With age, my patience in dealing with frustration has increased.  Now that I am within a few years of forty, I don't feel like my self-esteem and self-worth are tied to my grades or my failures.  I don't feel the need to prove anything to anyone.  I no longer worry about seeking the approval of older authority figures.  This has been very freeing.  I feel more comfortable taking intellectual risks and failing.  I don't mind being more playful in my approach to solving problems.  This is enormously freeing.  It allows me to actually have fun solving problems instead of seeing them as existential threats or indicators that I am unintelligent.  If I would have known this as a child and later as an adolescent, my life might have been very different.

The concern I have is that the current educational system does little to encourage the playful and creative approach to problem solving that people need to be successful in life.  By awarding grades, it encourages perfectionistic children to avoid risk and avoid challenges.  It discourages the kind of intellectual risk taking and playfulness in problem solving that is so vital to life and living in a new, constantly changing, technological society.

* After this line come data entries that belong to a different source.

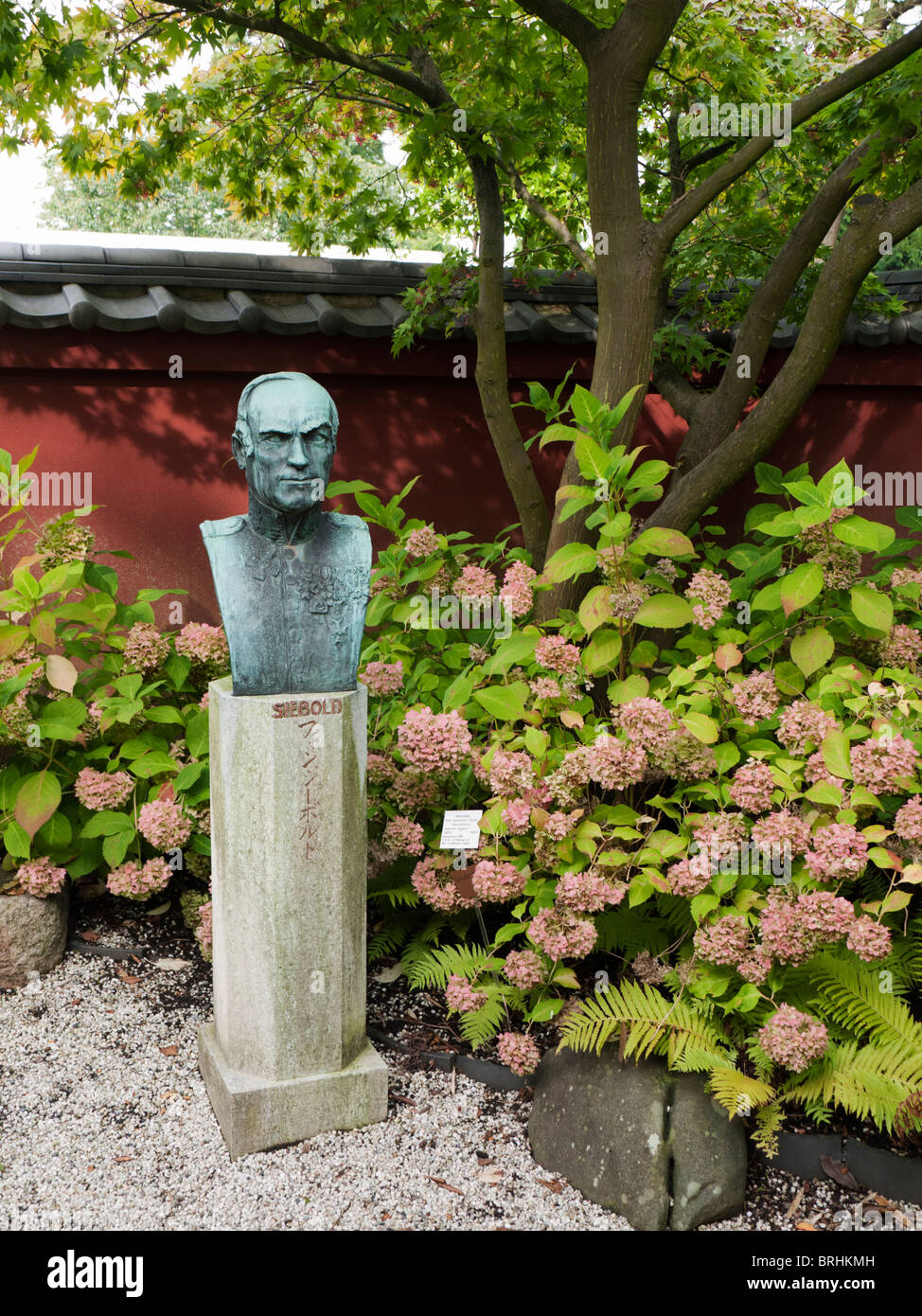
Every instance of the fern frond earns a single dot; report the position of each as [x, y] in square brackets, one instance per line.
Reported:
[738, 1093]
[769, 1120]
[657, 1025]
[436, 965]
[848, 994]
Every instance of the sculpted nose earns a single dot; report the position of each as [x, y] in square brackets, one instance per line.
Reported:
[297, 452]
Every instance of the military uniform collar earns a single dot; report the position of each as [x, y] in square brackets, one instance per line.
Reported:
[283, 526]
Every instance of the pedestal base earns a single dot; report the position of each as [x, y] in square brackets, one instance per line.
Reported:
[257, 1115]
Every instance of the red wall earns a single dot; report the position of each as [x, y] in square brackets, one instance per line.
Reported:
[158, 449]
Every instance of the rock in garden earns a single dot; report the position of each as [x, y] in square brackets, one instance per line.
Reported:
[651, 1145]
[33, 935]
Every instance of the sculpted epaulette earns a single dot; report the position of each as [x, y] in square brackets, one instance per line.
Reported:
[229, 525]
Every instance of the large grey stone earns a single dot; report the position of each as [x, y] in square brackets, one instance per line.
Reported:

It murders the natural curiosity of young learners.  If I had the money, I would send my children to Montessori school.  I worry about their futures.  I really worry about all the standardized tests that children are expected to take.  Memorizing facts and filling in bubbles on forms is not the sort of education that builds a love of learning or encourages creativity.  In a world filled with smartphones that can access all of the world's knowledge and compute equations with little difficulty, I don't see the point in memorizing facts.  I would rather my children learn how to do research on the computer and then use this information to synthesize it and solve difficult problems.  The future is going to require them to work with computers, not calculate basic math in their heads or memorize a list of historical dates.

As a child, I assumed that you were naturally good at some things and not good at others.  Some people were born lucky, others were not.  No sense in trying to improve the things you weren't good at.  I didn't have the notion that with deliberate practice and extreme effort, one could achieve great things.  I didn't see Michael Jordan practicing for hours.  I believed talent was innate.  If I had had a different view of human nature--one that led me to believe that talent was the result of hard work, and that the brain was like a muscle that needed strengthening to really improve, this would have done me an enormous amount of good.  Had I possessed more grit and a different philosophy, things might have been very different for me.

I want my children to learn the lessons I failed to learn until middle age.  If I were independently wealthy, I would quit my law job and dedicate 100% of my time individually tutoring my children based on the classics, active learning projects like learning how to prepare microscope slides, conducting experiments, writing letters, programming computers, and visiting museums.  My wife was home schooled and learned to love learning for its own sake.  To this day, she spends hours each day reading up on her various interests.  Our home is like a college seminar as we watch TED talks and graduate school lectures on Youtube.

I hope my children learn that you can do far more than you might think.  80% of success is just having the courage to try.  Most people give up before they get started.  "That is for experts," and "I don't know how to do that" are the famous last words of someone about to get his wallet drained by a professional widget installer.

"Try goddamnit."

 I wish I knew this years ago.  Better late than never.  Maybe by tackling tough projects together, my children will learn that few problems are so large that persistence, planning, and practice cannot solve them.